In an interview with former Brexit Party leader Nigel Farage on GB News, the former president was allowed free rein to complain about his election defeat to Joe Biden, Meghan Markle and wind farms.
He was also anxious to make something out of how the exit of Churchill’s bust undermines the US-UK “special relationship”.
The long-running saga began with Barack Obama moving the bust to a prominent spot outside his private office of his official residence, adding: “I love Winston Churchill.”
The statue loaned from the UK was reinstalled in the Oval Office by Trump, but it was no longer on display after Biden, who is of Irish heritage, was inaugurated In January.
Busts of civil rights activists Rosa Parks and Martin Luther King, as well as labour leader Cesar Chevez, were among those situated in the room then.
It seems not to reflect anything very profound, however. Johnson was reportedly the first European leader to speak to president Bidden.
After Farage mentioned the defacing of a statue of the former British prime minister, Trump said: “Well you saw Churchill’s beautiful bust being removed from the White House.
“When I got there I said ‘send it back’. They call, would you like to have the bust of Winston Churchill?
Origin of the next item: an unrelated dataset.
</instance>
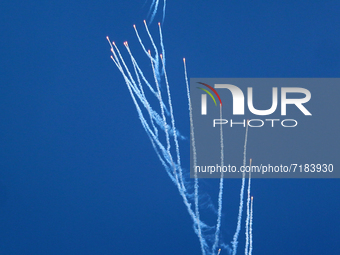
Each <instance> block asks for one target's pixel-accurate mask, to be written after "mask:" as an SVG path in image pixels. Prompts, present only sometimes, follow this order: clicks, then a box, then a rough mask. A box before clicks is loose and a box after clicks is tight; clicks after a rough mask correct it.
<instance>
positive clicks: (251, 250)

A great one. Right? Even you would say that.
“And I said I absolutely want it.”
He added: “And as you know, President Obama, I believe, sent it back. He didn’t want it. And I said, ‘let’s bring it back to the White House’.”
Farage said President Biden had the Churchill bust removed on his first day in office, and Trump said: “I mean, why would you do that with Winston Churchill when you’re trying to get along with your country?
“And you send… it’s such a token, but such an important token. No, I had it back, for my entire time it was there, and look, he was a very handsome man.”
Trump is predicting a “very big” year in 2022 and “an even bigger” 2024 as he said he will be back out on the campaign trail in the US.
The former US president, 75, said he is getting “the biggest crowds I’ve ever had” at rallies but did not explicitly say whether or not he would run for election in 2024.